Мама работала в Институте Усовершенствования учителей, на Фонтанке. Дома я был один или с Любой. Но она была прилежной ученицей и всегда сидела за тетрадями. Я гонял по длинному коридору с соседом Алькой. Его родители нашу беготню время от времени пресекали. И я оставался совсем один. И утешался бутербродами, которые очень любил.

Помню, мы с мамой после получки, заходили в гастроном на углу Среднего проспекта и 9 Линии. Напротив, через Средний проспект, находилась табачная фабрика Урицкого. Аромат табака вышибал слезу. А, спустившись на несколько ступенек, и, войдя в гастроном, ты вдыхал аппетитнейшие ароматы свежайших колбас! Какие это были колбасы, ветчины, сосиски и сардельки!
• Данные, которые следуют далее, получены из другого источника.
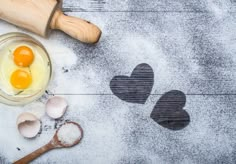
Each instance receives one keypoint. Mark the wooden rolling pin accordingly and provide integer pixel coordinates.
(39, 16)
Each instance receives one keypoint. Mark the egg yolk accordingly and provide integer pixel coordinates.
(21, 79)
(23, 56)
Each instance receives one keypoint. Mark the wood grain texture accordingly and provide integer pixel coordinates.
(30, 15)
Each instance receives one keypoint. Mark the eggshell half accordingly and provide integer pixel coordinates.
(28, 125)
(56, 107)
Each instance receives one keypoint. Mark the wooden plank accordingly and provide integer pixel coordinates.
(126, 133)
(193, 53)
(147, 6)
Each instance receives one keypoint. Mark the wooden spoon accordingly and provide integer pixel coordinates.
(53, 144)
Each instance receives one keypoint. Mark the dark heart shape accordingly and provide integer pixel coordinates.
(137, 87)
(168, 111)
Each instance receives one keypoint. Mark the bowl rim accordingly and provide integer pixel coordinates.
(8, 99)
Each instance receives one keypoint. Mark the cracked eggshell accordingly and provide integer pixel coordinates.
(56, 107)
(28, 125)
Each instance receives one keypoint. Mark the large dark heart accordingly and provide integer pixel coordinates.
(137, 87)
(168, 111)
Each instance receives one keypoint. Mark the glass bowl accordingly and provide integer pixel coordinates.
(22, 97)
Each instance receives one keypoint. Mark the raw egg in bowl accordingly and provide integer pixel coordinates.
(25, 69)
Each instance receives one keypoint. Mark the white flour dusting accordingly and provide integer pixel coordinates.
(69, 133)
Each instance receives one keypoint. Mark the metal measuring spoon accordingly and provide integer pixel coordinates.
(53, 144)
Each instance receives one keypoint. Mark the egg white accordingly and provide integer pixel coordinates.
(38, 70)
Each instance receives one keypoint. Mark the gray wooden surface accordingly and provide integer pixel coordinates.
(191, 46)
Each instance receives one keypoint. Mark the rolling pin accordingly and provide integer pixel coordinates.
(39, 16)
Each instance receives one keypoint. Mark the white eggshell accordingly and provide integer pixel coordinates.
(28, 125)
(56, 107)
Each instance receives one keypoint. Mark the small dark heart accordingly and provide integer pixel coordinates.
(137, 87)
(168, 111)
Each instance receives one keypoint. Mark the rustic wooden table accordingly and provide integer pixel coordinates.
(191, 46)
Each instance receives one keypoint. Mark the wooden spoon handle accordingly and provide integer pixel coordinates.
(35, 154)
(75, 27)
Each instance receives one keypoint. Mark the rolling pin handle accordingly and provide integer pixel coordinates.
(75, 27)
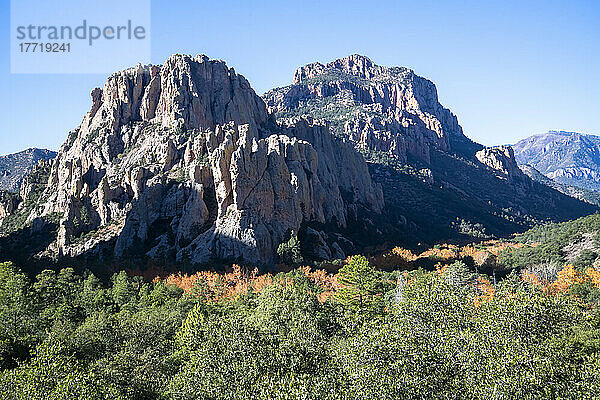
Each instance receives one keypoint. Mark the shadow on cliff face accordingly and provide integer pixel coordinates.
(19, 246)
(476, 205)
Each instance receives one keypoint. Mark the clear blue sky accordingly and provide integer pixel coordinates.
(507, 69)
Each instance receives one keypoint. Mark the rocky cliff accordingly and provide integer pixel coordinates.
(569, 158)
(379, 108)
(437, 183)
(501, 160)
(183, 162)
(13, 167)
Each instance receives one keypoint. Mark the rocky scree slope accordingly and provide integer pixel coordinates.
(182, 162)
(437, 183)
(569, 158)
(13, 167)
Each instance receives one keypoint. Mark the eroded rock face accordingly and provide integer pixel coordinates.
(184, 161)
(379, 108)
(8, 204)
(501, 159)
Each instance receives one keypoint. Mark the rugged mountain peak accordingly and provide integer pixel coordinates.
(501, 159)
(13, 167)
(356, 65)
(388, 109)
(191, 92)
(570, 158)
(182, 162)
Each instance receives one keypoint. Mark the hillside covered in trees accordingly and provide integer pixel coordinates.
(501, 320)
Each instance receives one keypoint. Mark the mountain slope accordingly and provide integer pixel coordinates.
(589, 196)
(182, 163)
(13, 167)
(437, 183)
(570, 158)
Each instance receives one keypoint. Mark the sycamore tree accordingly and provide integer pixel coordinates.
(361, 287)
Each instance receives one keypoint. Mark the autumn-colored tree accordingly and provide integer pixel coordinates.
(360, 288)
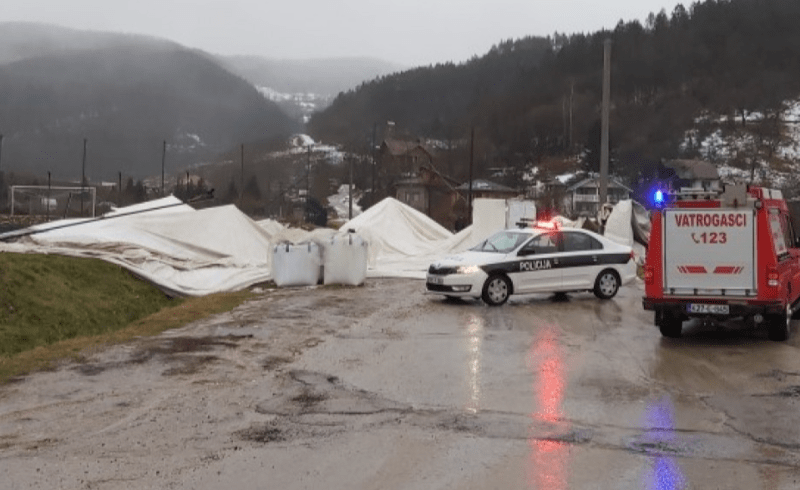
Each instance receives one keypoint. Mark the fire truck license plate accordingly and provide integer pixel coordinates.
(704, 308)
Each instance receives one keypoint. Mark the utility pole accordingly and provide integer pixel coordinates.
(374, 163)
(571, 102)
(604, 151)
(83, 174)
(163, 159)
(350, 192)
(471, 159)
(48, 195)
(308, 179)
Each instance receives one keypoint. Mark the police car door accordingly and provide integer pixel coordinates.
(538, 265)
(581, 260)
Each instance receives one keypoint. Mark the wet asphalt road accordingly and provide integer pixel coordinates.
(396, 389)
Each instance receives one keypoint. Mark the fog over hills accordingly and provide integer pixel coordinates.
(302, 87)
(126, 95)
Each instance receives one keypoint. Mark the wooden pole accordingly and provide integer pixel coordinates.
(604, 150)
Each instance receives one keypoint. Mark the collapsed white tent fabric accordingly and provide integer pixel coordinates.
(193, 253)
(620, 227)
(182, 251)
(401, 239)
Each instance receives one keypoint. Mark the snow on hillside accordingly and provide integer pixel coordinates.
(741, 152)
(297, 104)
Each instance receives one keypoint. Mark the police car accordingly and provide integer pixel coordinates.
(543, 258)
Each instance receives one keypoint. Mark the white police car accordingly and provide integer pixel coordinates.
(534, 260)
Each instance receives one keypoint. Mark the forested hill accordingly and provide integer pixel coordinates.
(125, 95)
(718, 56)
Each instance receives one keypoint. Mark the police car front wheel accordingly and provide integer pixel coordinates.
(606, 285)
(496, 290)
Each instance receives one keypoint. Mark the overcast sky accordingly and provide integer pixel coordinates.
(408, 32)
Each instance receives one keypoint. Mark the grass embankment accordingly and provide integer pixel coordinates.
(54, 307)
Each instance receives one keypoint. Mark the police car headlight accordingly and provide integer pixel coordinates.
(467, 269)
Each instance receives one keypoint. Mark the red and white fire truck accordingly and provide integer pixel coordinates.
(722, 252)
От всех этих запахов кружилась голова. Сейчас, когда я пишу эти строки, передо мной встает образ Гаргантюа, обвешанного такой снедью. Но тогда, про Гаргантюа мне мало, что было известно.

Я, как зачарованный смотрел на чистенькую продавщицу, нарезавшую с помощью автомата тончайшие ломтики колбасы. Теперь таких автоматов – пруд пруди, а в те времена они были большой редкостью.

Бутерброды с такой роскошной колбасой, я и «сооружал» себе, пока Люба корпела над тетрадками. Причем у меня была привычка: съесть колбасу, а надкусанный кусок булки, забросить за диван. Что бы, мама не увидела.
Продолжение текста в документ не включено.